I have not actively monitored the time spent on eval, though ran the following command and when I came back from a short discussion with a coworker it was already querying substituters. So evaluation didn’t took longer than ~15 minutes.

$ NIXPKGS_ALLOW_UNSUPPORTED_SYSTEM=1 nix build --impure github:lukego/nix-cl-report/ac1901afba8ca8501c12cfcd744b2ce0ae59a454#hydraJobs._000-report

That is very interesting. This expression takes hours for me to evaluate on my Hydra server running on an otherwise-idle bare metal Intel server.

Maybe the slow performance is Hydra-specific then?

I have to be honest, after printing the initial list of ~27000 items to build, it takes another 20 minutes before actually the first thing gets substituted.

Though then I have a constant flow of active downloads.

I do not know though, what hydra actually counts as “evaluation time”.

It might be, that it counts the related builds into the evaluation here, as it can’t start a new evaluation as long as related builds haven’t finished anyway.

I think I also do remember, that back when I still had a hydra running, the displayed “eval time” indeed was dependant on the amount of stuff to build.

Interesting. I don’t think that’s the situation here.

My “evaluation” has been running for over one hour now. I don’t see any downloads in the Hydra logs (journalctl -f) as I usually would.

I do see a procession of hydra-eval-jobs processes using ~100% CPU and ~4GB RAM. Running ‘top’ the picture is consistent but there is a new pid on each refresh.

I wonder what’s going on? Is Hydra running a long series of sub-evaluations in separate processes before kicking of substitutions and builds?

I have no clue about hydra internals, sorry.

And my build failed now, after an overall runtime of 45 minutes, as I do not have an aarch64-darwin builder available…

Though I can’t find an aarch64-darwin reference in your code on a quick glance… Weird…


if d?variant then d.variant else "base" can be shortened to d.variant or "base"

Thanks for your help! This has narrowed the issue down significantly.

What you are experiencing is normal when building a staging branch that has no cache.

there is nix/stack-collapse.py at 2affb19c921c3c5c3f7628a65dbcdb74f36f5222 · NixOS/nix · GitHub but it takes probably 100GB of disk space and at least 50GB of RAM.

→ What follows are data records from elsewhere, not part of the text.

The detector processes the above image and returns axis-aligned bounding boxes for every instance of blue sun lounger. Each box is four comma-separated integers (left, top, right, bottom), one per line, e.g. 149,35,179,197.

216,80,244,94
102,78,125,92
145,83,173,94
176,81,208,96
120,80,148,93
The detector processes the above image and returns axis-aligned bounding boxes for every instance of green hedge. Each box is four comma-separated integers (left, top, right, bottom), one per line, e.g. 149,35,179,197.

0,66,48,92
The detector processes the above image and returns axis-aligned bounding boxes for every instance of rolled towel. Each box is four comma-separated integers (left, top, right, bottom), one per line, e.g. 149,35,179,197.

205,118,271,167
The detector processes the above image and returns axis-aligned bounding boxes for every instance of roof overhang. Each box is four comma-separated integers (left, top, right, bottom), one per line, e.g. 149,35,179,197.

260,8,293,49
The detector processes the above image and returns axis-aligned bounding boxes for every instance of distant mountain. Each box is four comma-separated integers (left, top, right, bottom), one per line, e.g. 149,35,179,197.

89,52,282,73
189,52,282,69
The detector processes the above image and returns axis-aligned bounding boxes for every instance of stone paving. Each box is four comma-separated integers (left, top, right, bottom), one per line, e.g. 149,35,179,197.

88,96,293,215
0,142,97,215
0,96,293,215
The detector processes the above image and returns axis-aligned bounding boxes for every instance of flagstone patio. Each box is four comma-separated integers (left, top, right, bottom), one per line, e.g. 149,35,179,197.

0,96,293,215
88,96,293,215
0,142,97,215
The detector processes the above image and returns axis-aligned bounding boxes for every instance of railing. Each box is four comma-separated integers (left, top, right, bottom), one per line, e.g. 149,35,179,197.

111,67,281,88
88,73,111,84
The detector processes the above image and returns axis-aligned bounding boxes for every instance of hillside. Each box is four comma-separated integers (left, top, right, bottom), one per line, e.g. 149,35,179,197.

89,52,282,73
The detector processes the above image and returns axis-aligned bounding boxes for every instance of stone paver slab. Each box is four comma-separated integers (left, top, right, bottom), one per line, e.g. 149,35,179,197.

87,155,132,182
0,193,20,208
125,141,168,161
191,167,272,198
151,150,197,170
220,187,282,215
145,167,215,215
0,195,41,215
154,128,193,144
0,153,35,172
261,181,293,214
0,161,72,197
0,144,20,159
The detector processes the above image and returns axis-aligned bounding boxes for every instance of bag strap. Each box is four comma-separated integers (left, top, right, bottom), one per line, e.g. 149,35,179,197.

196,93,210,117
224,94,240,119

I would first search though your code if you are iterating anywhere over all your nixosConfiguration’s and maybe recurse them to find attributes about machines to eg generate update scripts or so.

I suspect the issue is that Hydra is evaluating job derivations separately and that this inhibits memoization.

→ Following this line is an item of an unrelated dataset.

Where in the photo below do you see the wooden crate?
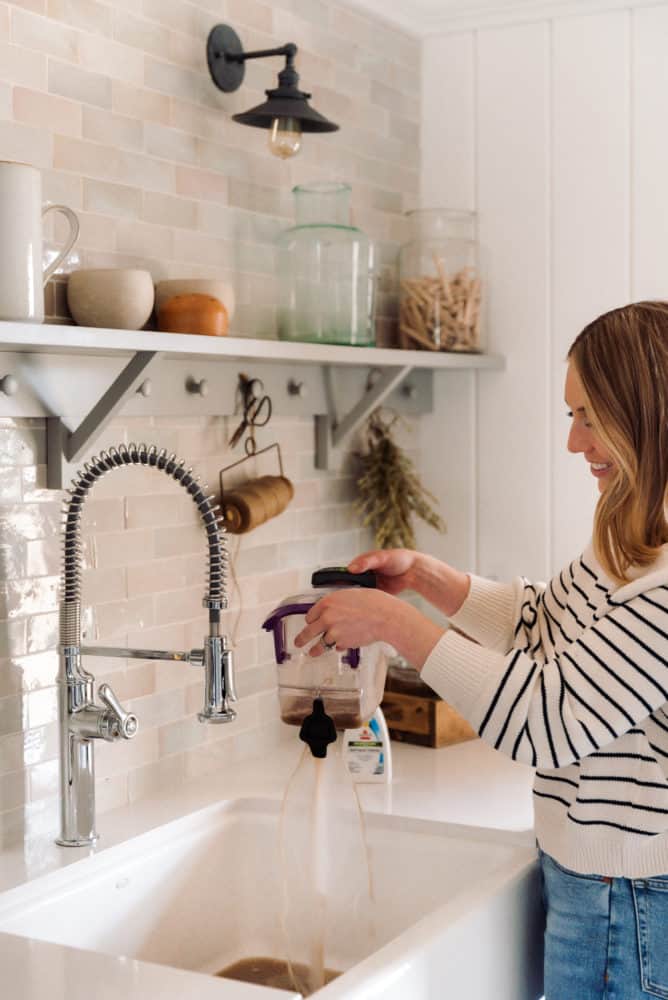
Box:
[381,685,478,747]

I say this because running top on the Hydra server shows a series of short-lived (~1sec) hydra-eval-jobs processes running at maximum CPU.

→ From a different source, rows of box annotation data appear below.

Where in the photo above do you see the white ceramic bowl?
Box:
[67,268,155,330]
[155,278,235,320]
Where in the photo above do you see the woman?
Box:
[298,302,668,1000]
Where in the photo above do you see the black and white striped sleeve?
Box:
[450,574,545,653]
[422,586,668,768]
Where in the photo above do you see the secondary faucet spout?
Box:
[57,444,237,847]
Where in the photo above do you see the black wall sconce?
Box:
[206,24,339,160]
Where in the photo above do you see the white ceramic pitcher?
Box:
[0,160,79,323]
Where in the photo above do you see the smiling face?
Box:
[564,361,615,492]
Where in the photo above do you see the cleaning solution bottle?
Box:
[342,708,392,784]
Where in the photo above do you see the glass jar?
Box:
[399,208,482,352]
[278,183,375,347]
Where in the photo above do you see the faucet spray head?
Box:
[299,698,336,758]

It seems unfortunate if (a) these processes are repeating a lot of evaluation work already performed by the previous process and (b) running one-at-a-time despite the machine having many CPU cores.

Maybe? The answers seem to live in this C++ code inside Hydra: hydra/hydra-eval-jobs.cc at d1fac69c213002721971cd983e2576b784677d40 · NixOS/hydra · GitHub

I thought that as well after reading Elco’s thesis but then I did a test calling a function performing a long running computation twice with the same arguments and from time it took to run the code I’m 100% sure it ran the computation twice.